Diebold Inc. on Thursday reported higher revenues and earnings for the quarter ended March 31. The manufacturer of automated teller machines had net income of $15.2 million, or 50 cents per share, on revenues of $197 million. A consensus of Wall Street analysts had expected Diebold to report earnings of 48 cents per share for the period, according to First Call Corp..
The Canton, Ohio-based company's results compared with net income a year earlier of $12.7 million, or 42 cents per share, on revenues of $176.8 million.
"We are pleased to report that revenues were up 11% and earnings per share increased 19% compared to the 1994 first quarter," said Robert W. Mahoney, Diebold's chairman, president, and chief executive. "Orders were up 13% versus the prior-year period, with all major product lines showing double-digit increases."
Mr. Mahoney added that in the quarter Diebold finalized the purchase of Applied Network Technologies Inc., a supplier of integrated software for the college and university market, and also entered into a strategic alliance with Optical Data Systems Inc., which provides highly integrated networking solutions.
Diebold's common stock closed at $39.25 per share Thursday, up $3.50 for the week.
Total System Services Inc. announced last week that although revenues rose a whopping 30% in the first quarter, earnings per share were only slightly higher.
The Columbus, Ga., credit card processor reported net income of $4.8 million, an increase of 10% over the year-earlier period. Earnings per share were 7 cents, up from 6.7 cents. The consensus estimate had been 8 cents a share, according to First Call.
Total System's stock closed at $16.50 per common share Thursday, down 50 cents for the week.
Affiliated Computer Services Inc. announced last week that its president and chief operating officer has resigned.
Officials at the Dallas-based outsourcing firm said Charles M. "Chick" Young, one of the company's founders, had left to pursue other interests, and would be replaced by chief financial officer Jeffrey A. Rich. Mark A. King, a senior vice president for finance and accounting, would assume Mr. Rich's former position, they added.
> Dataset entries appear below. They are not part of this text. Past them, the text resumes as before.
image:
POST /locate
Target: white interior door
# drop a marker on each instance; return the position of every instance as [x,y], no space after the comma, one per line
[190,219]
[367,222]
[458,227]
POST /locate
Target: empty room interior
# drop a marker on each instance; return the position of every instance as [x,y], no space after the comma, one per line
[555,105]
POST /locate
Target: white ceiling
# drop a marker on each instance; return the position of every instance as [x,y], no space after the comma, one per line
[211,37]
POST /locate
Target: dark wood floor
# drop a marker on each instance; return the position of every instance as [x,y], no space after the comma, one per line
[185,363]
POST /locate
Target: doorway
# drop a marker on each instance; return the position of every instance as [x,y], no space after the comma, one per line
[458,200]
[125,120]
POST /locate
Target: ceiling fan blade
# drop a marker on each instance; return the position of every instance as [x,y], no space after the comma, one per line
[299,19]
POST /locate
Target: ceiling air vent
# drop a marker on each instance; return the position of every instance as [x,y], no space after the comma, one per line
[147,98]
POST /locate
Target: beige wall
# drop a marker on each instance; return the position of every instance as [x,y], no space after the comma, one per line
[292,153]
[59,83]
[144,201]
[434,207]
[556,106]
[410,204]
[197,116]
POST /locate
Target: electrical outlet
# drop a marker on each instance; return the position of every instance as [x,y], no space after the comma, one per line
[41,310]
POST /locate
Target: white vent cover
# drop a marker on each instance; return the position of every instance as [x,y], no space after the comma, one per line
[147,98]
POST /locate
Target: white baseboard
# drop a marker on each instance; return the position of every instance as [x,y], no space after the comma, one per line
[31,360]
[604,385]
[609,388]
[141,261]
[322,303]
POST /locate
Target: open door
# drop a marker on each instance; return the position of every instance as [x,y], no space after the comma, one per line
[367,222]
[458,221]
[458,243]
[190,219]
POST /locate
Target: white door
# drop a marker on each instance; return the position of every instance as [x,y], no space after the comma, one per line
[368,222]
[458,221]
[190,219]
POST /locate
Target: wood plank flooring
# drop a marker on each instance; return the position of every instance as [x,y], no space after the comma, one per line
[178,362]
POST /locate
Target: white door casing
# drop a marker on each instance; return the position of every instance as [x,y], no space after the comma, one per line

"I am very pleased with the depth and breadth of talent in our management team in place today that is prepared to move ACS into the next century," said Darwin Deason, chairman and chief executive. "Chick Young has contributed a great deal to the success of ACS since its formation in 1988, and we wish him continued success in his future endeavors."
The company also announced last week it has acquired McCoy Meyers and Associates, an Amarillo, Tex.-based software firm that has developed Unix- based systems for more than 100 banking clients.
Common stock of Affiliated Computer Services closed at $28 per share Thursday, down $1.25 for the week.